L’assimilation abusive d’un quelconque adversaire à Hitler, pris comme incarnation du diable, en vue de le disqualifier, reste une opération rhétorique banale, qu’on peut observer aujourd’hui dans les affrontements politiques, voire dans les débats intellectuels en Europe et ailleurs. Le discours antifasciste continue de fonctionner en l’absence de fascismes réels, ce qui pousse les diabolisateurs à inventer sans cesse de nouveaux fascismes imaginaires. Cette bataille contre des néo-fascismes fictifs relève de ce que j’ai appelé le néo-antifascisme, dont l’antilepénisme ordinaire est, en France, la principale figure. Dans mes analyses des amalgames polémiques en politique, je distingue quatre principes de réduction de l’adversaire qu’il s’agit de transformer en ennemi  répulsif, méprisable ou haïssable, à exclure ou à neutraliser : le diabolique (ou le démoniaque), le bestial, le criminel et le pathologique.  D’où autant de manières de dénoncer les figures du Mal : diabolisation, bestialisation, criminalisation et pathologisation. Dans le discours antilepéniste « classique », on retrouve, diversement combinées, ces quatre stratégies de délégitimation. Mais ce discours, adapté à la personnalité de Jean-Marie Le Pen dont il caricature certains traits de caractère ou de comportement, s’est avéré moins crédible face à celle de Marine Le Pen. C’est ce qui explique en partie la relative et récente normalisation du FN. Celle-ci illustre la perte d’efficacité symbolique de la rhétorique néo-antifasciste en France.        

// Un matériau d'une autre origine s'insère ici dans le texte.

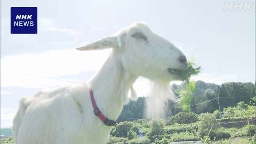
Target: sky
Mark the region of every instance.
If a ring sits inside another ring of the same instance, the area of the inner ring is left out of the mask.
[[[225,10],[227,2],[253,4],[251,10]],[[202,73],[192,80],[218,84],[255,82],[254,0],[0,2],[1,128],[12,126],[21,98],[39,90],[86,82],[111,51],[81,52],[75,48],[138,21],[147,23],[201,66]],[[11,34],[10,7],[30,6],[38,8],[38,34]],[[134,84],[139,96],[146,92],[148,81],[140,78]]]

L’ « antilepénisme ordinaire » a-t-il fonctionné contre le Front national comme l’espéraient ses initiateurs ?

Fondé sur la diabolisation et l’appel au front républicain, conformément à la tradition antifasciste, l’antilepénisme standard, s’il a pu contenir provisoirement le FN en l’empêchant de conclure des alliances avec les partis de droite, a engendré nombre d’effets pervers dont témoigne son actuel dynamisme. C’est par la diabolisation de Jean-Marie Le Pen que ce dernier est devenu célèbre et  que le FN est sorti de la marginalité. Ce maître de la provocation qu’est Le Pen a su prendre la posture du diabolisé, la mettre en scène comme une injustice ou une forme de persécution, attirer ainsi la compassion ou la sympathie, et finir par retourner l’attaque en composante de son charisme. Les antilepénistes n’avaient pas prévu que leur cible principale pourrait se présenter glorieusement comme une victime injustement accusée et comme un héros, un « résistant », voire comme un héritier de la « Résistance », face aux nouveaux ennemis supposés de la France. En outre, l’antilepénisme diabolisateur a eu pour effet d’installer le FN au centre de la vie politique française, de fixer l’attention de tous les acteurs politiques sur son évolution à travers les élections et les sondages. Depuis la fin des années 1980, la France politique a semblé vivre à l’heure du FN. Répéter un slogan aussi dérisoire que « F comme fasciste, N comme nazi », totalement décalé par rapport à la réalité du mouvement lepéniste, c’était courir à l’échec : un tel excès dans l’accusation a rendu celle-ci insignifiante. Et ce, d’autant plus que l’image de Marine Le Pen s’est montrée imperméable à ces attaques hyperboliques. Bref, la propagande antilepéniste aura globalement joué le rôle d’un puissant facteur de la montée du FN. Paradoxe comique pour les uns, tragique pour les autres.

« Du diable en politique. Réflexions sur l’antilepénisme ordinaire », un livre de Pierre-André Taguieff, Paris, CNRS Éditions, 2014, 390 pages, 20,90 euros.